NVRM: nvAssertFailedNoLog: Assertion failed: KGSP service called when no KGSP interrupt pending
 @ kernel_gsp_tu102.c:1121
NVRM: Xid (PCI:0000:01:00): 13, pid=2483, name=mutter-x11-fram, Graphics SM Warp Exception on (GPC 0, TPC 0, SM 0): TEX FORMAT Errors
NVRM: Xid (PCI:0000:01:00): 13, pid=2483, name=mutter-x11-fram, Graphics SM Global Exception on (GPC 0, TPC 0, SM 0): Multiple Warp Errors
NVRM: Xid (PCI:0000:01:00): 13, pid=2483, name=mutter-x11-fram, Graphics Exception: ESR 0x505730=0x9000018 0x505734=0x4 0x505728=0x1f81fb60 0x50572c=0x1174
NVRM: Xid (PCI:0000:01:00): 13, pid=2483, name=mutter-x11-fram, Graphics SM Warp Exception on (GPC 0, TPC 0, SM 1): TEX FORMAT Errors
NVRM: Xid (PCI:0000:01:00): 13, pid=2483, name=mutter-x11-fram, Graphics SM Global Exception on (GPC 0, TPC 0, SM 1): Multiple Warp Errors
NVRM: Xid (PCI:0000:01:00): 13, pid=2483, name=mutter-x11-fram, Graphics Exception: ESR 0x5057b0=0x9000018 0x5057b4=0x4 0x5057a8=0x1f81fb60 0x5057ac=0x1174
NVRM: Xid (PCI:0000:01:00): 13, pid=2483, name=mutter-x11-fram, Graphics SM Warp Exception on (GPC 0, TPC 1, SM 0): TEX FORMAT Errors
NVRM: Xid (PCI:0000:01:00): 13, pid=2483, name=mutter-x11-fram, Graphics SM Global Exception on (GPC 0, TPC 1, SM 0): Multiple Warp Errors

Hi,
Do you observe the issue on AGX Thor developer kit? Or only specific to the custom board? Would like to clarify this is more like a SW issue or HW issue.

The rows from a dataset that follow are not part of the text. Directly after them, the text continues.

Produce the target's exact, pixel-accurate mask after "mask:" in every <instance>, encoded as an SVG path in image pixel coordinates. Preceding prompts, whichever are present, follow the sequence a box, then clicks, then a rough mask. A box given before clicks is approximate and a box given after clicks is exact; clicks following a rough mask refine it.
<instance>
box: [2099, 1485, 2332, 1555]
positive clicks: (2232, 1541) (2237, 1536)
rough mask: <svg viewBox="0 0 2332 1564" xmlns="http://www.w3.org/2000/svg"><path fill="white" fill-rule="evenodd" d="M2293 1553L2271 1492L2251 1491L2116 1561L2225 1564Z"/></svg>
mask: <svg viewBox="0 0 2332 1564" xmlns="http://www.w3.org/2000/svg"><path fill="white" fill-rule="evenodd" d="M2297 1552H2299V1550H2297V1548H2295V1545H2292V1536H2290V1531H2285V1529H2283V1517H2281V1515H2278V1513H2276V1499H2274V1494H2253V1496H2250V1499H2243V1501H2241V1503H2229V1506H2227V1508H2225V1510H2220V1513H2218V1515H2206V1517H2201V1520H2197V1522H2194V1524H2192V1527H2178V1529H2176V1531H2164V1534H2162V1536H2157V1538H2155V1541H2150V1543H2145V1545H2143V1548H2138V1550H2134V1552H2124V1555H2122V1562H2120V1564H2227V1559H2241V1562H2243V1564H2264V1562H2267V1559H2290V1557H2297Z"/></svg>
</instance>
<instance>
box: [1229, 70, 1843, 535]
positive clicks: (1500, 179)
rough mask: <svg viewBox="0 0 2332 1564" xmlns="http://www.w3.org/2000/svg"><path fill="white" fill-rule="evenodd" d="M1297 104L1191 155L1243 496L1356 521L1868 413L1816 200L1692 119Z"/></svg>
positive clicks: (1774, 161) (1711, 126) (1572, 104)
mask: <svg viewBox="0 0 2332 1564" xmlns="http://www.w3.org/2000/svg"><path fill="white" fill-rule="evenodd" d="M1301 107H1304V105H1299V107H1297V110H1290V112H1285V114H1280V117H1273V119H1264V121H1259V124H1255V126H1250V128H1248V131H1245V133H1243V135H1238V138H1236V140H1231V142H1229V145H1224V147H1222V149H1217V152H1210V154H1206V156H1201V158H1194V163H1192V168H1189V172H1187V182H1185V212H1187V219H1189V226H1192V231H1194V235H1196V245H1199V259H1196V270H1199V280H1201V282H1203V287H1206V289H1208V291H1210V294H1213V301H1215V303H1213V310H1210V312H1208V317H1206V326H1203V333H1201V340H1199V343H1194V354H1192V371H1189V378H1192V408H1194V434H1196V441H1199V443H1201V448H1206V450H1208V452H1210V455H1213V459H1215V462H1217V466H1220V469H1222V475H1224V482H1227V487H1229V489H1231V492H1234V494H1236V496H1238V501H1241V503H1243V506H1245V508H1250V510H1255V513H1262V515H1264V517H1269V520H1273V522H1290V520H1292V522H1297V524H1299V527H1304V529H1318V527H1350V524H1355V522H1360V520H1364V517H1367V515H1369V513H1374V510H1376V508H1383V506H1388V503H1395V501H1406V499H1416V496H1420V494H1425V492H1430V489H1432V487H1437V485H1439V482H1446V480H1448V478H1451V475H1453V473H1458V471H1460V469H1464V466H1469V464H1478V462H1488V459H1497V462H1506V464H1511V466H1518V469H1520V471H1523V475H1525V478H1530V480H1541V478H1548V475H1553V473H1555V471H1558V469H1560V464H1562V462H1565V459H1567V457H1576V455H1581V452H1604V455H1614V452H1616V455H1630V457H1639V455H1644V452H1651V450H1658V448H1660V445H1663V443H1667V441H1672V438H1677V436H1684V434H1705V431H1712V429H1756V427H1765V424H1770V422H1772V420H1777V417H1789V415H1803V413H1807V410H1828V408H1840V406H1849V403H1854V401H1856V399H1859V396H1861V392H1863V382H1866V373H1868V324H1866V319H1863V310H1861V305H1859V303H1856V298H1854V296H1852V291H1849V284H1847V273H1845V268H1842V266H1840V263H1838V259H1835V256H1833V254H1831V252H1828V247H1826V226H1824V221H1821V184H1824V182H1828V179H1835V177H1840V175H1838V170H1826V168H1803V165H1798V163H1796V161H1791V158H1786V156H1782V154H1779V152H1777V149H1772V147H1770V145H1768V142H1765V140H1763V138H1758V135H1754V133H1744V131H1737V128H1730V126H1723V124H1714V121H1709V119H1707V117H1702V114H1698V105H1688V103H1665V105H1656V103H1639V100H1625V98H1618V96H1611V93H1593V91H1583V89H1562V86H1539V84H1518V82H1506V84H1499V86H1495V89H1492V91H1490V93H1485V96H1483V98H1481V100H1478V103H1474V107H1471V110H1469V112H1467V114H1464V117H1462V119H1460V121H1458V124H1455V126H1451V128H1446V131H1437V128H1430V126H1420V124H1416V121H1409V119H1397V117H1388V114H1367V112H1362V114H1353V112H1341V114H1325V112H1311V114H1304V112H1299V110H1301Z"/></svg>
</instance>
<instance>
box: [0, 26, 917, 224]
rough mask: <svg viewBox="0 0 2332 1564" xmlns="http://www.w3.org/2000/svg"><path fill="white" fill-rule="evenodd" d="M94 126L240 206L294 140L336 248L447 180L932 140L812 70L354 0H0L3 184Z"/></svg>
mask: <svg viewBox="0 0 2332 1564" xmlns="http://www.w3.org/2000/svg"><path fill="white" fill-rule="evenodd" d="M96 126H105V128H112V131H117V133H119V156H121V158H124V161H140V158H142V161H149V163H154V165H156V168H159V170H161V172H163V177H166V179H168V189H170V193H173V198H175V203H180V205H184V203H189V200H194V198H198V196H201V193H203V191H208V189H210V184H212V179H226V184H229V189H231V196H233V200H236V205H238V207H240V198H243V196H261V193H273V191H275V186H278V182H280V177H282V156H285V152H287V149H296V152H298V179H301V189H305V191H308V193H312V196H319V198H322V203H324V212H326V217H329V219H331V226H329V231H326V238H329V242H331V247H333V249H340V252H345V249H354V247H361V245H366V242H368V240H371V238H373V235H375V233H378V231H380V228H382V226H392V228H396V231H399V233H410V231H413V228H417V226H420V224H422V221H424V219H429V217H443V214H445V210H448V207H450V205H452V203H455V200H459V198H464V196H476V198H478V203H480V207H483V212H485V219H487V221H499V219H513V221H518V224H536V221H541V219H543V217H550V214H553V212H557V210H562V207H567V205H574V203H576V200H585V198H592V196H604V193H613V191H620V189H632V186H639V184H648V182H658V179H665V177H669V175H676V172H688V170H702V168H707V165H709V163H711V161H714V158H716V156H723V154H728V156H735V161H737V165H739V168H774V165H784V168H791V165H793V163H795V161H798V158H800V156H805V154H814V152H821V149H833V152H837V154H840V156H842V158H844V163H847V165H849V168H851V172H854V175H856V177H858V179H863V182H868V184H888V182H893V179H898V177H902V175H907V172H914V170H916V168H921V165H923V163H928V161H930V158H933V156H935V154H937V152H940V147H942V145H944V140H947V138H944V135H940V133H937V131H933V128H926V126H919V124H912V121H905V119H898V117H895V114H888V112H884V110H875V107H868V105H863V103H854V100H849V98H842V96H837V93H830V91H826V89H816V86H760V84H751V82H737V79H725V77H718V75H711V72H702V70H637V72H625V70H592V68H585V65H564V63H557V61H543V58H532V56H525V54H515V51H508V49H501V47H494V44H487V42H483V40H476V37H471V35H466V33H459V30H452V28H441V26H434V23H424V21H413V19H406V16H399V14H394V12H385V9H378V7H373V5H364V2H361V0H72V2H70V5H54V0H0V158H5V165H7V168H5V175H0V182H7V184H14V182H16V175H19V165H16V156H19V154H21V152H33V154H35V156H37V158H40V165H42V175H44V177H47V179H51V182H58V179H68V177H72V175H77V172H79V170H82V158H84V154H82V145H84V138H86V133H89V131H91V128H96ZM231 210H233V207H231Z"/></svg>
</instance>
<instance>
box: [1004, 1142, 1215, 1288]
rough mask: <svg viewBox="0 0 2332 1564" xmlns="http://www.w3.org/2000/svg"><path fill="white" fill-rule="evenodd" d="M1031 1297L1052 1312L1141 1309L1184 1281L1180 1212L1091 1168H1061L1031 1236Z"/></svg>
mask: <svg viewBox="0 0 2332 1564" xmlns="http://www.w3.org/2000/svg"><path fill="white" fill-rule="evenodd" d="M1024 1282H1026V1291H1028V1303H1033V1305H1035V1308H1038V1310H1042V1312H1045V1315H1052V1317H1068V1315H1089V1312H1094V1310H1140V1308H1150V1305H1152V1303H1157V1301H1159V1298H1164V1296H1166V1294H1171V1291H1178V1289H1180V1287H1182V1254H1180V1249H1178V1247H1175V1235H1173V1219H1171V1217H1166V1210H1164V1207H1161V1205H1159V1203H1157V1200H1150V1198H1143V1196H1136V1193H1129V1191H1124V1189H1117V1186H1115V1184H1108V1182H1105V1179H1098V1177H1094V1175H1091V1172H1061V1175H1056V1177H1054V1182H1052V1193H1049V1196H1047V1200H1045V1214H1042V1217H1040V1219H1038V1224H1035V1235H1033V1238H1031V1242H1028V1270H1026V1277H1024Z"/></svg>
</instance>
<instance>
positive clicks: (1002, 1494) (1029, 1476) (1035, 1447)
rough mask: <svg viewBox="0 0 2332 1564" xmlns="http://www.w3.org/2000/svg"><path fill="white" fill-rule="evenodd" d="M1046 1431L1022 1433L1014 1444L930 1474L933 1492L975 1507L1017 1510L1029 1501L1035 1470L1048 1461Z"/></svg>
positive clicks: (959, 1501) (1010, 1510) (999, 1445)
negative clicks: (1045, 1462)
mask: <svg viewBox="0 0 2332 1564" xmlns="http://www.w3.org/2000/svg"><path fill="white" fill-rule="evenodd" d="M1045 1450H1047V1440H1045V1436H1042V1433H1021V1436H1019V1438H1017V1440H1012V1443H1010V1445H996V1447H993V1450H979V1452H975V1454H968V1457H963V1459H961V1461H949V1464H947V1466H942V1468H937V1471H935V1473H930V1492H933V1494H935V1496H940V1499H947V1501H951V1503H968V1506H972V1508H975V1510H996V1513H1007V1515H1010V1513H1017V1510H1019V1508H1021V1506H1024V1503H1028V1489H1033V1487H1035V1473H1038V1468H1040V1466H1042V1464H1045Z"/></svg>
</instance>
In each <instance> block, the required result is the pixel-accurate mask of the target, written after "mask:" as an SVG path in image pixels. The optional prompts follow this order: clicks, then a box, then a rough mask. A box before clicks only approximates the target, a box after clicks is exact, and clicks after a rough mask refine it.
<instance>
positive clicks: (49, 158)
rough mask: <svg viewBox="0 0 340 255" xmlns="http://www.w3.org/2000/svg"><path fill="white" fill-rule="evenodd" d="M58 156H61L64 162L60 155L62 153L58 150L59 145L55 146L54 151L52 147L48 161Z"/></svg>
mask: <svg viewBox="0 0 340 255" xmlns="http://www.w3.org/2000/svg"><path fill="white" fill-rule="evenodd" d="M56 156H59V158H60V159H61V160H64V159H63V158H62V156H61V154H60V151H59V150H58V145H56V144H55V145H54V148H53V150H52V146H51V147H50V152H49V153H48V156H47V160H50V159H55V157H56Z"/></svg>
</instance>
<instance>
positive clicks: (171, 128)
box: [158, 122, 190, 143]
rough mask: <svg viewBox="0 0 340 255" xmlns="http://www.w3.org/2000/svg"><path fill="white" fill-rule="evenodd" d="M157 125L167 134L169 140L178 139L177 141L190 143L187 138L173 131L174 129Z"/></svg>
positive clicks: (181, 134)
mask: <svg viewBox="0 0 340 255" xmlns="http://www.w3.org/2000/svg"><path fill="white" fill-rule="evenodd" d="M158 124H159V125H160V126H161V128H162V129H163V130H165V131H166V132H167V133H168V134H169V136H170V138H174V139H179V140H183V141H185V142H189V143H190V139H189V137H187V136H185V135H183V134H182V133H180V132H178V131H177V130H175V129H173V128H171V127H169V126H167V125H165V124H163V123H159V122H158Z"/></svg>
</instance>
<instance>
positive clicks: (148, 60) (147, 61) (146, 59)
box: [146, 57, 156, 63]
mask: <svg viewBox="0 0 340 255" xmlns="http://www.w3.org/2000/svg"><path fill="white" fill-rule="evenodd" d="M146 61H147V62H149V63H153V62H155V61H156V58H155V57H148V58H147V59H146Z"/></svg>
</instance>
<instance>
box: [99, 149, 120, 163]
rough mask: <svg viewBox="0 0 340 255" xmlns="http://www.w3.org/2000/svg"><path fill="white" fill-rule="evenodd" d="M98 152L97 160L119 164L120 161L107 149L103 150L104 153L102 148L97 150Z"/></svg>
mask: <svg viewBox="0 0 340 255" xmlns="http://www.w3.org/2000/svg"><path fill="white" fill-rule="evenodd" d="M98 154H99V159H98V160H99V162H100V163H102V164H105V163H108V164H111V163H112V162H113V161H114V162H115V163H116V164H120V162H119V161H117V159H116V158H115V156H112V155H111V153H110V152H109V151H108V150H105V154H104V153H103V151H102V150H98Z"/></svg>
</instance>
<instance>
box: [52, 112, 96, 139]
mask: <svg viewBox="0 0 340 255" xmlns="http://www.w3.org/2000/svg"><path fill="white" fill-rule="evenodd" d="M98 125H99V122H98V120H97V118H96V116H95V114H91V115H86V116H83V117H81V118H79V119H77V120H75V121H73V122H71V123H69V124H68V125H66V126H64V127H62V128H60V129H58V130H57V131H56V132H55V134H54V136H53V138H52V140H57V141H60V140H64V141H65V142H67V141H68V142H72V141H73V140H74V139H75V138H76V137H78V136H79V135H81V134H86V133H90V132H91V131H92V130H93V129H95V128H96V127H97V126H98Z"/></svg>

The error was reported by our custom board.

Hi,
So it should not be related to RT kernel or non-RT kernel. Please compare your design with AGX Thor developer kit. If there is deviation, you would need to modify device tree and rebuild dtb file. The default DTB file is for developer kit. Please check adaptation guide:

Jetson Thor Adaptation and Bring-Up — NVIDIA Jetson Linux Developer Guide

This topic was automatically closed 14 days after the last reply. New replies are no longer allowed.